# Neural Network Constructor

This notebook works through the construction of a two-layer neural network. (It will eventually be imported into its own python module)

In [74]:
%load_ext autoreload

The autoreload extension is already loaded. To reload it, use:
  %reload_ext autoreload


In [75]:
%autoreload 2

In [76]:
import numpy as np
import HW06_utils as ut

import gradients as grad
import activationfns as af

In [86]:

class NeuralNet:
    """
    Train and store a neural network, based on supplied training data. 
    Use this network to predict classifications.
    """

    def __init__(self,nlayers=3,unitsperlayer=None,actfns=[af.sigmoid,af.sigmoid],Gradients=None,verbose=False):
        """
        Initialize the neural network
        - nlayers:       the number of layers in the neural network (includes input and output layers)
        - unitsperlayer: a list specifying (in order) the number of units in all sequential layers except input
        - actfns:        a list specifying (in order) the activation function used by all sequential layers except input
        - Gradient:      a class providing optimized gradient calculations for the given sequence of  
                         activation functions
        - verbose:       a boolean for descriptive output
        """
        if unitsperlayer == None:
            unitsperlayer = 3*np.ones(nlayers)
        elif nlayers == len(unitsperlayer)+1:    
            self.nlayers = nlayers-1
            self.unitsperlayer = unitsperlayer 
        elif nlayers > len(unitsperlayer)+1:
            print('ERROR: The number of units per layer were not given for at least one layer.')
        elif nlayers < len(unitsperlayer)+1:
            print('ERROR: More layers were given units than were specified by input "nlayers".')
        if nlayers == len(actfns)+1:
            self.actfns = actfns
        elif nlayers > len(actfns)+1:
            print('ERROR: The activation function was not given for at least one layer.')
        elif nlayers < len(actfns)+1:
            print('ERROR: More activation functions were provided than specified by input "nlayers".')
        if Gradients == None:
            print('ERROR: A gradient generator class must be included.')
        self.gradients = Gradients
        self.weight_matrices = []
        
    
    def initialize_weights(self,shape,mu=0,var=1):
        """
        Initialize weight matrix from normal distribution.
        - shape: tuple specifying desired shape of weight matrix
        - mu:    mean value of normal distribution
        - var:   variance of normal distribution
        """
        weight_matrix = np.random.normal(loc=mu,scale=np.sqrt(var),size=shape)
        
        return weight_matrix
    
    
    def weight_matrix_shape(self,n):
        """
        Create weight matrix with the proper number of rows and columns for this layer
        - n: the layer which will employ an activation function on the product of the 
             weight matrix and values
        """
        if n != 0 and n != range(self.nlayers)[-1]:
            WM_nrows = self.unitsperlayer[n]-1
            WM_ncols = self.unitsperlayer[n-1]
        elif n == 0:
            WM_nrows = self.unitsperlayer[n]-1
            WM_ncols = len(data[0])+1
        else:
            WM_nrows = self.unitsperlayer[n]
            WM_ncols = self.unitsperlayer[n-1]
        return WM_nrows,WM_ncols
    
    
    def forward(self,data):
        """
        Perform forward pass through neural network by multiplying data by weights
        and enforcing a nonlinear activation function for each layer.
        - data:           Nxd numpy array with N sample points and d features
        - weightmatrices: ordered list of sequential weight matrices corresponding to layers
        - actfns:         ordered list of sequential activation functions corresponding to layers
                         (functions are defined in activationfuncs.py)
        Returns layeroutputs, a list of the outputs from each layer.
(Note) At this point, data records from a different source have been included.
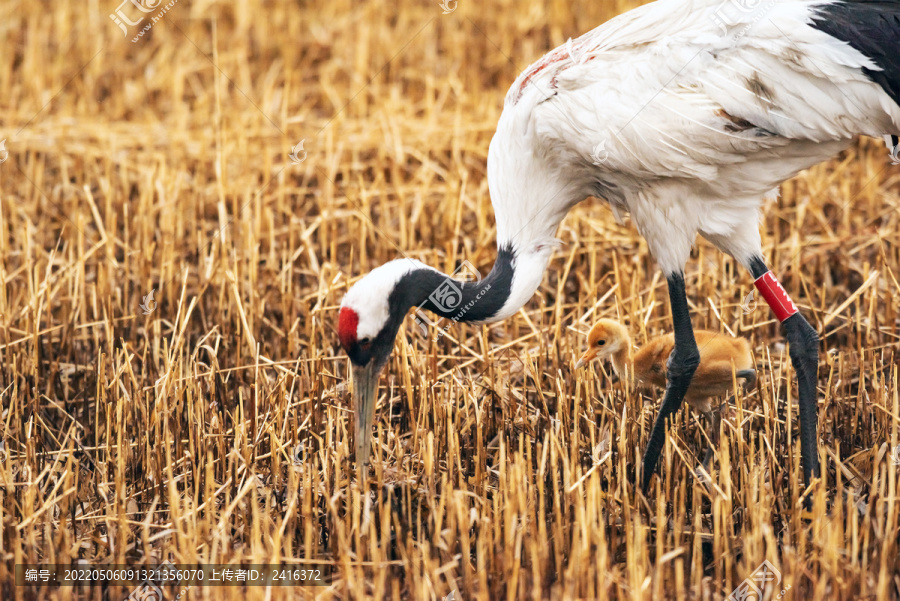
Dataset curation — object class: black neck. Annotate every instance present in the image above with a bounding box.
[388,248,514,325]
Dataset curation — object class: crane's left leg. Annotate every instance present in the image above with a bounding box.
[641,271,700,493]
[747,257,819,485]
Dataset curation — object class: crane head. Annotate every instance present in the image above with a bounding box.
[575,319,628,369]
[337,259,429,465]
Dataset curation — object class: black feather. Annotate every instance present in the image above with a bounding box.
[813,0,900,105]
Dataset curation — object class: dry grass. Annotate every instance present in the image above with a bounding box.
[0,0,900,601]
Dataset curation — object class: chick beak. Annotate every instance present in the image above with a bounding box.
[575,349,597,369]
[353,361,380,466]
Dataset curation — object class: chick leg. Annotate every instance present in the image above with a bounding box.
[747,257,819,484]
[641,272,700,493]
[701,405,722,473]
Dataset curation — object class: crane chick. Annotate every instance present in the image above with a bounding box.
[575,319,756,470]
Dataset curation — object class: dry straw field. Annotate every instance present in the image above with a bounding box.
[0,0,900,601]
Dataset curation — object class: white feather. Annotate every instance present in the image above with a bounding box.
[488,0,900,274]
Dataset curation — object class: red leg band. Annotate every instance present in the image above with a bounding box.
[754,271,798,322]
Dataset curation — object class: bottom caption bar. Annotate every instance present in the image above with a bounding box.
[16,563,333,586]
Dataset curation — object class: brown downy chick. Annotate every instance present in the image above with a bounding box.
[575,319,756,467]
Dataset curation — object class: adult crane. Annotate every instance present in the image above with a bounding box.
[338,0,900,491]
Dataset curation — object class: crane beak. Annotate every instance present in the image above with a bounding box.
[575,349,597,369]
[353,361,381,466]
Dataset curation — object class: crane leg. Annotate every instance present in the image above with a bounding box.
[641,272,700,493]
[747,257,819,485]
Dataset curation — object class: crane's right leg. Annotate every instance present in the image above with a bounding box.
[747,257,819,485]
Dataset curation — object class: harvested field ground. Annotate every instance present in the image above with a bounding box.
[0,0,900,601]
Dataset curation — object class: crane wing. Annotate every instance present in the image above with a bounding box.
[507,0,900,195]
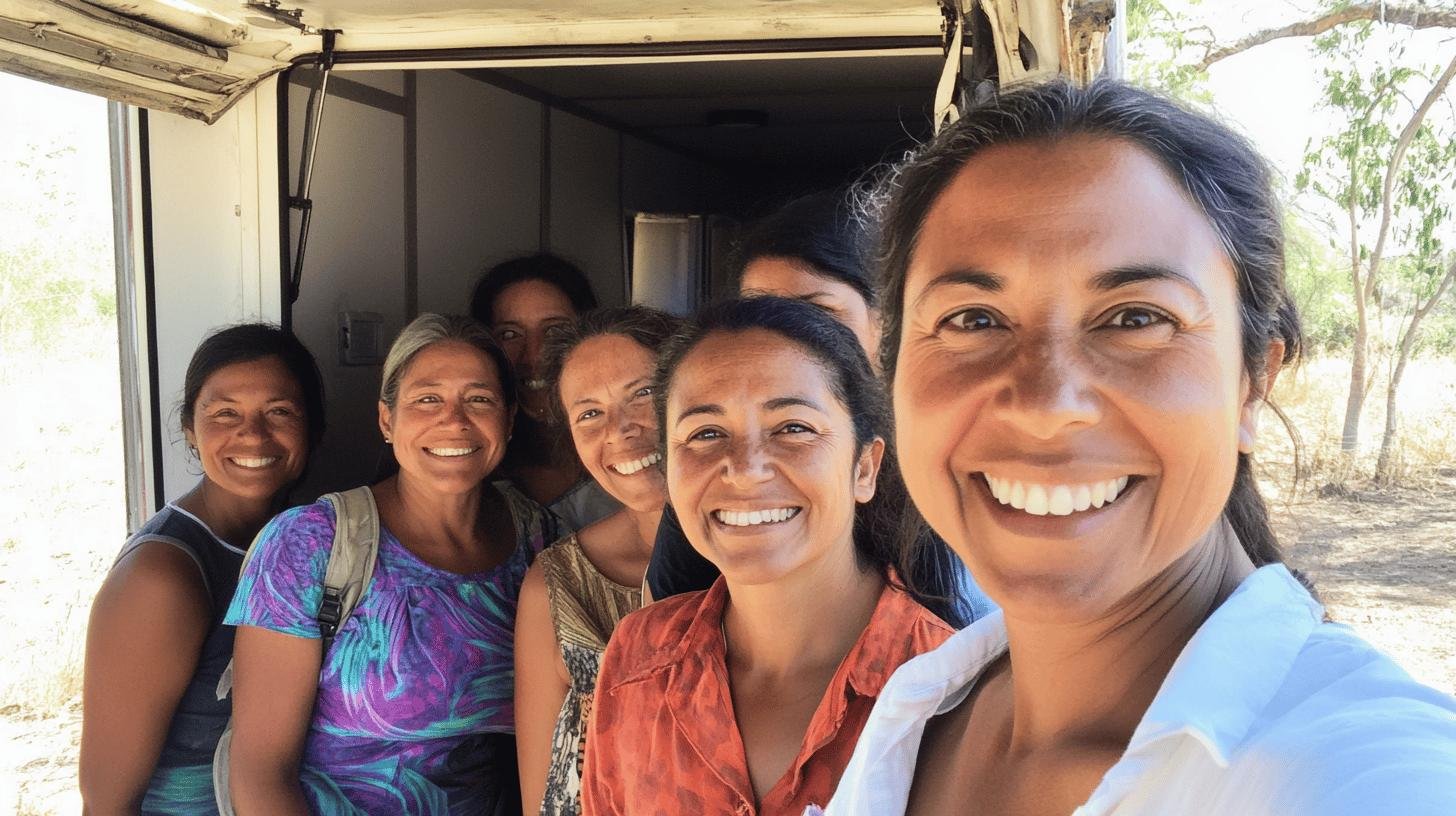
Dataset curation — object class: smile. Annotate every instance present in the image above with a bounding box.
[425,444,480,458]
[981,474,1128,516]
[227,456,278,469]
[609,450,662,476]
[713,507,799,527]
The last entry
        is an CxN numpy array with hypotheses for each sample N_i being in class C_j.
        """
        H = data.T
        layeroutputs = []
        for i in range(self.nlayers):
            W = self.weight_matrices[i]
            actfn = self.actfns[i]
            H = actfn(np.dot(W,H))
            # If the layer is not the output layer, add a fictitious unit for bias terms
            if i != self.nlayers-1:
                fictu = np.array([np.ones_like(H[0])])
                H = np.concatenate((H,fictu),axis=0)
            layeroutputs.append(H)
        return layeroutputs
    
    
    def backward(self,layeroutputs,labelrange,gradients=None):
        """
        Perform backward pass through neural network by computing gradients of 
        input weight matrices with respect to the loss function comparing hypotheses 
        to true values. Classes for gradients are provided in gradients.py module 
        (a unique gradient class is required for neural networks with different 
        numbers of layers and/or different activation functions)
        """
        if gradients == None:
            Gradients = self.gradients
        gradients = Gradients.calculate(self.weight_matrices,layeroutputs,labelrange)
        
        return gradients
    
    
    def classify_outputs(self,finaloutputs):
        """
        Convert final outputs into classifications
        -finaloutputs: a CxN numpy array with hypotheses for each sample N_i being in
                       class C_j.
        Returns a 1D, length-N array with values corresponding to point classifications
        """
        if len(finaloutputs) == 1:
            classifications = np.around(finaloutputs[0]).astype(int)
        if len(finaloutputs) > 1:
            # Add one for 1-indexing in classification labels
            classifications = (np.argmax(finaloutputs,axis=0)+np.ones(len(finaloutputs[0]))).astype(int)
        return classifications
    
    
    def stoch_grad_descent_prep(self,layeroutputs,classifications,labels):
        """
        For stochastic gradient descent, choose one misclassified point from the data set
        (index i) for performing backprop algorithm and reduce datasets accordingly     
        - layeroutputs: a list of the outputs from each layer
        - predictions:  1D, length-N numpy array with predictions for the N sample points
        - labels:       1D, length-N numpy array with true labels for the N sample points
        """
        diffclass = True
        tested_i = []
        while diffclass:
            i = np.random.randint(len(labels))
            if i not in tested_i:
                tested_i.append(i)
            if len(tested_i) == len(labels):
                print('All points classified correctly')
                return True,True
            if labels[i]!=classifications[i]:
                # Improperly classified point, so use it for gradient descent
                layeroutputs_i = [layeroutput[:,i] for layeroutput in layeroutputs]
                return layeroutputs_i,i
    
    
    def train(self,data,labels,epsilon=0.01):
        """
        Train the neural network on input data
        - data:   Nxd numppy array with N sample points and d features
        - labels: 1D, length-N numpy array with labels for the N sample points
        """
        # Ensure labels are integers
        labels = labels.astype(int)
       
        # Add fictitious unit for bias terms
        fictu = np.array([np.ones(len(data))]).T
        data = np.concatenate((data,fictu),axis=1)
    
        # Initialize Weights
        for n in range(self.nlayers):
            WM_nrows,WM_ncols = self.weight_matrix_shape(n)
            # Variance of weight matrix determined by fan-in (eta), the number of units in the previous layer 
            # (or the number of data features when initializing the first weight matrix)
            eta = WM_ncols
            weight_matrix = self.initialize_weights((WM_nrows,WM_ncols),mu=0,var=(1/eta))
            print(weight_matrix)
            self.weight_matrices.append(weight_matrix)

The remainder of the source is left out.